Matthias la alzò senza sforzo e lei sfondò il legno marcio senza troppe difficoltà, poi si issò oltre il bordo.
Per un momento nessuno udì nulla. Nina da sotto chiese: «Inej? Tutto apposto? Cosa c’è là sopra?»
«Non avete idea, ragazzi, non avete proprio idea...»
Una scala venne messa in collegamento tra i due piani. Quando tutti furono su, poterono ammirare con lei lo spettacolo.
C’erano soldi, gemme, preziosi ovunque. Erano tutti su un tavolo, sotto i loro occhi, circondati da scheletri seduti su sedie. Non che essi avessero ricevuto più di un’occhiata, in effetti.
«Spero abbiate un bel po’ di tasche interne, perché credo le riempiremo presto.» disse Kaz guardando tutto quell’oro. Forse era valsa la pena rischiare lo svenimento in acqua per quello.
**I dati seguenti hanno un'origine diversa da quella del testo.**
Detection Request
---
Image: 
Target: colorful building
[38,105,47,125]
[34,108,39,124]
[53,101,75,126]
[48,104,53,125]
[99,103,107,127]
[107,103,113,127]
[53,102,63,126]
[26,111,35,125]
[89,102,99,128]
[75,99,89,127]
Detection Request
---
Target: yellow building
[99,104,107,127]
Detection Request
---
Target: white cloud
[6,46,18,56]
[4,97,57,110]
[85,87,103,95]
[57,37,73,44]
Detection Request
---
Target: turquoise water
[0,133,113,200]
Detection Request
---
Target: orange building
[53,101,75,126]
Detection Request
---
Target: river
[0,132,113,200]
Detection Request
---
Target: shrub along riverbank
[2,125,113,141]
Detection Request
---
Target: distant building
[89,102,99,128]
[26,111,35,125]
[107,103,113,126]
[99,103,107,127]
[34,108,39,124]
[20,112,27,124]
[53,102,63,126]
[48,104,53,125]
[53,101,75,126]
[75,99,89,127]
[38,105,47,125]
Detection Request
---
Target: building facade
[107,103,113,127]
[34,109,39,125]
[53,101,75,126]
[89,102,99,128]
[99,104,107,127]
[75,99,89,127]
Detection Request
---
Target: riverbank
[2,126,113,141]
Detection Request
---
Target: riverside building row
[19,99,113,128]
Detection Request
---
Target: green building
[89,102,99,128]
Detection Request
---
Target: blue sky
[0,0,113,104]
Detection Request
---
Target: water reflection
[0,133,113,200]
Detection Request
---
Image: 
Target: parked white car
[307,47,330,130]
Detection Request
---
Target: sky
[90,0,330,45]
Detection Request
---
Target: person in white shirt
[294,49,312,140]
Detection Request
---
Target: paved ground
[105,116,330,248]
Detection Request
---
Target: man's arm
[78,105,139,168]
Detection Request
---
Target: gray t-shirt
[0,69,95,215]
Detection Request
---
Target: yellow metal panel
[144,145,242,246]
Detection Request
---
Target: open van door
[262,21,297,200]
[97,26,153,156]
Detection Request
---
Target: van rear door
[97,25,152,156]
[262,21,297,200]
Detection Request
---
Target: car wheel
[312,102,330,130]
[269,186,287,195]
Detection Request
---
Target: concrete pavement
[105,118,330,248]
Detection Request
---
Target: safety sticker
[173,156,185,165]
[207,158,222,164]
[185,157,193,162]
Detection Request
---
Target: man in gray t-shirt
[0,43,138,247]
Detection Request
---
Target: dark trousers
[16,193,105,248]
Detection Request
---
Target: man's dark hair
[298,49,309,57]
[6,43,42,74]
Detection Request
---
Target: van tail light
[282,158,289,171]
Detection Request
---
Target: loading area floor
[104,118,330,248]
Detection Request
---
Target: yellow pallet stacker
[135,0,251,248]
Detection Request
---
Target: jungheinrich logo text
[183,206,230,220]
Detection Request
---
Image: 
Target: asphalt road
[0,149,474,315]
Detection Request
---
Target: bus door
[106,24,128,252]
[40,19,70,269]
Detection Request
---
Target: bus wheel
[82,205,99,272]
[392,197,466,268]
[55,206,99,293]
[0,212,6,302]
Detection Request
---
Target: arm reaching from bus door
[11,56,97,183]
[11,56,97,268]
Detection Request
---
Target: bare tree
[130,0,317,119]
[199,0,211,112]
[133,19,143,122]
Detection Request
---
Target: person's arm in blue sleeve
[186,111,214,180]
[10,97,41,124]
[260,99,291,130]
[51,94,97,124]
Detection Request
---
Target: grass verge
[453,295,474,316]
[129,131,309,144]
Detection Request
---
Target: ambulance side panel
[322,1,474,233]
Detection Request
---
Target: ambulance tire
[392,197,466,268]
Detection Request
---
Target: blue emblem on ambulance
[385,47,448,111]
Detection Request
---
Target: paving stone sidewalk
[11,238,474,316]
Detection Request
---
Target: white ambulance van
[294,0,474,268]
Dopodiché iniziarono a riempirsi le tasche di preziosi. Wylan non aveva tasche, quindi lasciarono a lui le collane, gli anelli, i bracciali e le corone, mentre gli altri si appesantirono le tasche.
«Non posso crederci. Quelle leggende erano tutte vere e ora stiamo vedendo un sacco di oro. E Willy l’Orbo in persona.» disse incredulo Jesper, mettendosi accanto allo scheletro di Willy l’Orbo come pronto a fare una foto.
«Dovrò convertire in kruge tutto questo, ma lo farò con molto, molto piacere.» disse Kaz, respirando estasiato con gli occhi chiusi come se i soldi per lui avessero un profumo.
«Dovremo anche pensare ad uscire di qui.» osservò Matthias, esaminando uno specchio dorato.
«Credo invece che a questo non dovrete pensarci affatto.»
I sei si girarono all’unisono verso la porta d’entrata della cabina, che con la caduta di Jesper nessuno aveva pensato ad aprire.
Jan Van Eck era davanti all’entrata, un sorriso maligno sul volto.
«Portateli fuori, voialtri. Una volta sistemati, ci occuperemo del tesoro. E tu, Wylan… ottimo lavoro.»